Testicular cancers are often treated with more intense forms of chemotherapy at shorter cycle intervals (i.e., a few weeks in between doses compared to a few months), so there's also a higher risk for testosterone production disruption.
"Chemo works by killing cells in the body that are dividing quickly," Simon said. "Since sperm cells divide quickly, they are an easy target for damage by chemo."
Even with these bodily disruptions, however, chemotherapy on its own shouldn't cause ED.
Special considerations for testicular cancers
Treating testicular cancers with chemotherapy is especially tricky considering the hormonal impact, Simon said.
"In these cases, testosterone production will be doing all sorts of wild things," he said, since the very cells producing testosterone—the Leydig cells (or their neighbor, the germinal cells)—are cancerous. "The actual effect of chemo becomes unclear because the cancer is affecting the source of testosterone production."

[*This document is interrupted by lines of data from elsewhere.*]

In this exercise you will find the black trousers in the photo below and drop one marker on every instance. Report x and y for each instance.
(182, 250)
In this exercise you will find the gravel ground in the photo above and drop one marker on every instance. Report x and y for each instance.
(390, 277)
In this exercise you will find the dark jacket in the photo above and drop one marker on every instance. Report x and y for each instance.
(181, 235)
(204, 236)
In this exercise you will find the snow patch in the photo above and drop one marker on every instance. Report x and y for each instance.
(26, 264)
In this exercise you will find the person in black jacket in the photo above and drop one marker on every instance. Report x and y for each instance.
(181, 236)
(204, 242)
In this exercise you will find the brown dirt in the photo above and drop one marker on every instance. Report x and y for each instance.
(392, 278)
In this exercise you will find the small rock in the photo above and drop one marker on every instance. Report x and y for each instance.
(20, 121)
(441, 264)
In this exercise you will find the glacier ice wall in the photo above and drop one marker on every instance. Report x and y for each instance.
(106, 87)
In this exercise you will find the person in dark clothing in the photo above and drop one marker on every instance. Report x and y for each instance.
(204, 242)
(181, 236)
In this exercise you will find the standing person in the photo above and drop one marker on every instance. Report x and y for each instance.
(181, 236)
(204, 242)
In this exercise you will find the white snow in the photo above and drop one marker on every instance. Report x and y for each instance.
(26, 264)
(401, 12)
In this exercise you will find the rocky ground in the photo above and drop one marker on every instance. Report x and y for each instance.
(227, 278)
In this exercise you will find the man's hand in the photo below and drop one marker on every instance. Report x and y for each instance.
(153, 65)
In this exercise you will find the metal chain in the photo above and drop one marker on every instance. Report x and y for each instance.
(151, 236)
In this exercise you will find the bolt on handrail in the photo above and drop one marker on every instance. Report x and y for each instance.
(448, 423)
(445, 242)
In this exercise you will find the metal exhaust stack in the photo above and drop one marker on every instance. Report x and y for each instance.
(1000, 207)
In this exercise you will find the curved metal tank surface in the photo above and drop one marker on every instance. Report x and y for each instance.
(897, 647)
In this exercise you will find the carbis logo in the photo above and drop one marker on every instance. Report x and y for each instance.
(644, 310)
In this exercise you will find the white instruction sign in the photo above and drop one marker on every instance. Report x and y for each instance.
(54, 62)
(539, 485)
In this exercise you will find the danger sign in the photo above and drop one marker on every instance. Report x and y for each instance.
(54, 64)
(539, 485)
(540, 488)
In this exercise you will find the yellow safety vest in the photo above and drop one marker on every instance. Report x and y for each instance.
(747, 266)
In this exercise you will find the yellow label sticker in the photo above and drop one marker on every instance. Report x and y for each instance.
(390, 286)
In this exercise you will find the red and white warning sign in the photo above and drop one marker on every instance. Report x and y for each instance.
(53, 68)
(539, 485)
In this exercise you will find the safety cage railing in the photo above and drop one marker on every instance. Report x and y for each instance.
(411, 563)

Testicular cancer treatment often includes the removal of one or both testes based on the severity of the case, and that in itself can have additional impacts on long-term testosterone production. If one is removed, the remaining teste can eventually compensate for his missing ally and return the body to normal production levels, but it can take a long time. If both are removed, only a minimal amount of testosterone will be produced by the adrenal glands.
Lasting impacts & treatment options
Beyond the mood and emotional side effects of low-T, the imbalance of the hormone often leads to patients carrying more fat and having an inability to maintain lean body mass. This can lead to an increased risk of heart disease, type 2 diabetes (as noted in a 2011 Current Hypertension Reports study) and other potential illnesses.

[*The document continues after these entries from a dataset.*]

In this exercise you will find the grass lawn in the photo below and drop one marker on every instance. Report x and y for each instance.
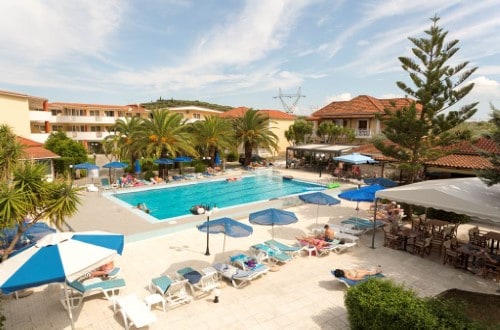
(481, 307)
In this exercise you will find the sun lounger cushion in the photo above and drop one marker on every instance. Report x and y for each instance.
(102, 285)
(349, 282)
(193, 276)
(162, 282)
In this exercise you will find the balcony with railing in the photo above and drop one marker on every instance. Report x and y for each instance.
(88, 136)
(84, 119)
(363, 133)
(41, 116)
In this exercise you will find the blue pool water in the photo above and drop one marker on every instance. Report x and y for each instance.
(176, 201)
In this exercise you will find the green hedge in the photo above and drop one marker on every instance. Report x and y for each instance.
(381, 304)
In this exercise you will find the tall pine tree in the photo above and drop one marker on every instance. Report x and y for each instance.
(415, 130)
(492, 175)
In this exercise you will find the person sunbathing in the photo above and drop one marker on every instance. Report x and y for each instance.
(101, 271)
(356, 274)
(313, 241)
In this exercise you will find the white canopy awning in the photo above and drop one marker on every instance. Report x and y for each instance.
(469, 196)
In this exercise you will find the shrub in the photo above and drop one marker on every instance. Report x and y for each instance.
(380, 304)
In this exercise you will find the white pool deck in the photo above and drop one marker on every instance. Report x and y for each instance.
(301, 295)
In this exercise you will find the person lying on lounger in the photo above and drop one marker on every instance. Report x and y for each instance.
(313, 241)
(356, 274)
(101, 271)
(327, 235)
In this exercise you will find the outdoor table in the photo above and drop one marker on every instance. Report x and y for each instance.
(493, 236)
(433, 223)
(408, 233)
(466, 251)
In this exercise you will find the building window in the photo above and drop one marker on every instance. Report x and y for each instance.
(363, 128)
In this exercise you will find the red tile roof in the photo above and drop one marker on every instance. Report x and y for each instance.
(474, 162)
(273, 114)
(62, 105)
(35, 150)
(362, 106)
(463, 155)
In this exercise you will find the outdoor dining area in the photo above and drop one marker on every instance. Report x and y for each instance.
(434, 238)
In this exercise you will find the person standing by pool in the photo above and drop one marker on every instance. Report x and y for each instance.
(143, 207)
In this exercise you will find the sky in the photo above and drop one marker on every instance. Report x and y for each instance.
(236, 52)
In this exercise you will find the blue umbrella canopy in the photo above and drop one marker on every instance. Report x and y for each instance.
(272, 217)
(115, 165)
(34, 233)
(137, 166)
(86, 166)
(59, 257)
(363, 194)
(217, 159)
(387, 183)
(163, 161)
(183, 159)
(355, 159)
(226, 226)
(319, 198)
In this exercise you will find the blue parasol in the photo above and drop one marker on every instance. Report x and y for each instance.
(114, 166)
(59, 257)
(163, 161)
(272, 217)
(86, 166)
(319, 198)
(355, 159)
(217, 159)
(182, 159)
(137, 166)
(363, 194)
(34, 233)
(381, 181)
(226, 226)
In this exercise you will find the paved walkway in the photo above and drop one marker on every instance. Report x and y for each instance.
(301, 295)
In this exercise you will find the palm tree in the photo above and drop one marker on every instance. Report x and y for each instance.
(253, 131)
(123, 144)
(212, 135)
(165, 134)
(30, 196)
(10, 152)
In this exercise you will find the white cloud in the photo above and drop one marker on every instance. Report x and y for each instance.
(339, 97)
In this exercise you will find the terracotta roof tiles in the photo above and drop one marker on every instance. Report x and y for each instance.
(35, 150)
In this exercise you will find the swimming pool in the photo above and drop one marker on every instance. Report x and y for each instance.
(175, 201)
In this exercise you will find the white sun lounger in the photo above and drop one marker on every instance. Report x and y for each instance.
(134, 311)
(239, 278)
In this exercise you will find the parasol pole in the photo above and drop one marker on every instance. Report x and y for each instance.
(317, 215)
(374, 223)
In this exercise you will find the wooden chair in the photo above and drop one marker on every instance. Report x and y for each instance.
(478, 240)
(391, 240)
(423, 246)
(449, 253)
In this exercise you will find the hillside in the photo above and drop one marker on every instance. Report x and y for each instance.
(161, 103)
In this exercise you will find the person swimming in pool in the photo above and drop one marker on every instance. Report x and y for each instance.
(143, 207)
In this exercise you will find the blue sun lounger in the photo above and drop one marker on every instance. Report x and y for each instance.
(350, 283)
(291, 250)
(266, 252)
(79, 290)
(363, 224)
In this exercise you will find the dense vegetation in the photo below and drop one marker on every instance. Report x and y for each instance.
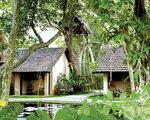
(82, 26)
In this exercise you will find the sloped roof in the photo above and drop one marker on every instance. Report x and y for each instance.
(42, 60)
(112, 59)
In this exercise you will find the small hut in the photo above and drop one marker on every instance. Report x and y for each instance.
(39, 73)
(113, 66)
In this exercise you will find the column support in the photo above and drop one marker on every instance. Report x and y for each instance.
(105, 83)
(17, 83)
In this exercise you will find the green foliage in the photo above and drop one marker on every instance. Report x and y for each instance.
(73, 84)
(39, 115)
(85, 112)
(11, 111)
(66, 114)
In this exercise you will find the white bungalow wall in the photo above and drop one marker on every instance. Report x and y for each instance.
(61, 67)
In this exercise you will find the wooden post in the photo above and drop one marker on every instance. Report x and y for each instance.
(105, 83)
(46, 84)
(17, 84)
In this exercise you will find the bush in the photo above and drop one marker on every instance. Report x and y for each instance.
(77, 84)
(39, 115)
(11, 111)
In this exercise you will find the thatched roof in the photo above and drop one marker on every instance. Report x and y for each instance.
(112, 59)
(42, 60)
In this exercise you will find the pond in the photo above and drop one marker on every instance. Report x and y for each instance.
(31, 107)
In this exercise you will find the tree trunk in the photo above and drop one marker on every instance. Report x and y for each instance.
(69, 51)
(140, 13)
(6, 76)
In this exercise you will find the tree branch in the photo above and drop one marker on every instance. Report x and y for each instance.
(49, 22)
(36, 33)
(32, 22)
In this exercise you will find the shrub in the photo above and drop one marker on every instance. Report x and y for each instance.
(77, 84)
(11, 111)
(39, 115)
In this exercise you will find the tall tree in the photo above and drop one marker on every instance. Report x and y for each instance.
(7, 72)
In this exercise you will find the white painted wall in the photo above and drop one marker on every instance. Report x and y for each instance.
(61, 67)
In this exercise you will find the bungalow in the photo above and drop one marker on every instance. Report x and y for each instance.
(39, 73)
(114, 69)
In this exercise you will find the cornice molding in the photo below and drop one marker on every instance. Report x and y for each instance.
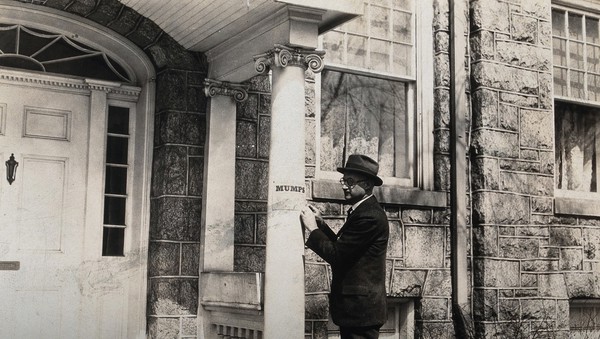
(239, 92)
(283, 56)
(81, 86)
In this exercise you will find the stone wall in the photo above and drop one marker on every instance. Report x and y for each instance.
(180, 123)
(528, 262)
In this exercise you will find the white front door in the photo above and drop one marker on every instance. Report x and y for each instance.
(54, 281)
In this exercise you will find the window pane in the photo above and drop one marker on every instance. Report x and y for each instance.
(112, 241)
(118, 120)
(372, 113)
(577, 138)
(576, 55)
(593, 54)
(114, 210)
(403, 55)
(380, 55)
(357, 51)
(402, 27)
(558, 23)
(591, 30)
(575, 26)
(594, 87)
(559, 48)
(577, 89)
(116, 150)
(333, 43)
(560, 81)
(116, 180)
(380, 22)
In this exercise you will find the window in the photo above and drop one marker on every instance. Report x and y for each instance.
(399, 323)
(576, 50)
(368, 93)
(584, 319)
(115, 183)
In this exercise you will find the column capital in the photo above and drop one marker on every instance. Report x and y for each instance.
(239, 92)
(283, 56)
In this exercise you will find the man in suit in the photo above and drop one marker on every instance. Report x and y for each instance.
(357, 253)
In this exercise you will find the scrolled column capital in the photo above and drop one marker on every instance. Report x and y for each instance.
(239, 92)
(283, 56)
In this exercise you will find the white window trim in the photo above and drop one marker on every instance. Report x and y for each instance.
(421, 104)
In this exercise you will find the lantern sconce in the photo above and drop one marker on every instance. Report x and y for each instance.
(11, 169)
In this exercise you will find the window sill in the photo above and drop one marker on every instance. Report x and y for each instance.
(574, 206)
(331, 190)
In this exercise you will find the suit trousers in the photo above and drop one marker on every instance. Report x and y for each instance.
(368, 332)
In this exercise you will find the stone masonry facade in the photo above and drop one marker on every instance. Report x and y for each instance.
(525, 262)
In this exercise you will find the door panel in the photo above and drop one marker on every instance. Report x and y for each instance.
(61, 289)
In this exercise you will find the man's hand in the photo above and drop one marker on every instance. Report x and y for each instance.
(308, 218)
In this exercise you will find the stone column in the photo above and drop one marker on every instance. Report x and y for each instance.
(219, 176)
(284, 272)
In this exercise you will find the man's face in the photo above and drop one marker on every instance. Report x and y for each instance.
(351, 184)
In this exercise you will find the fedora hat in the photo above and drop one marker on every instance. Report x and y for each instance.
(362, 164)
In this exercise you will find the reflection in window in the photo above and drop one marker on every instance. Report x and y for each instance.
(577, 146)
(364, 115)
(576, 49)
(115, 183)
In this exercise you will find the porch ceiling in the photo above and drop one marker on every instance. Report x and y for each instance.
(201, 25)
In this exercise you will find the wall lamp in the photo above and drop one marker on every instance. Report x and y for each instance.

The most common treatment route for low-T is testosterone replacement therapy, which has unclear effects on people who've undergone chemo or other cancer treatments. It's worth noting that radiation therapy may have similar impacts on testosterone production, especially in treatments involving reproductive organs, according to Simon.
Understanding the impact chemo can have on sexual health prior to beginning treatment can help you decide if it's right for you and find ways to mitigate some of the side effects along the way.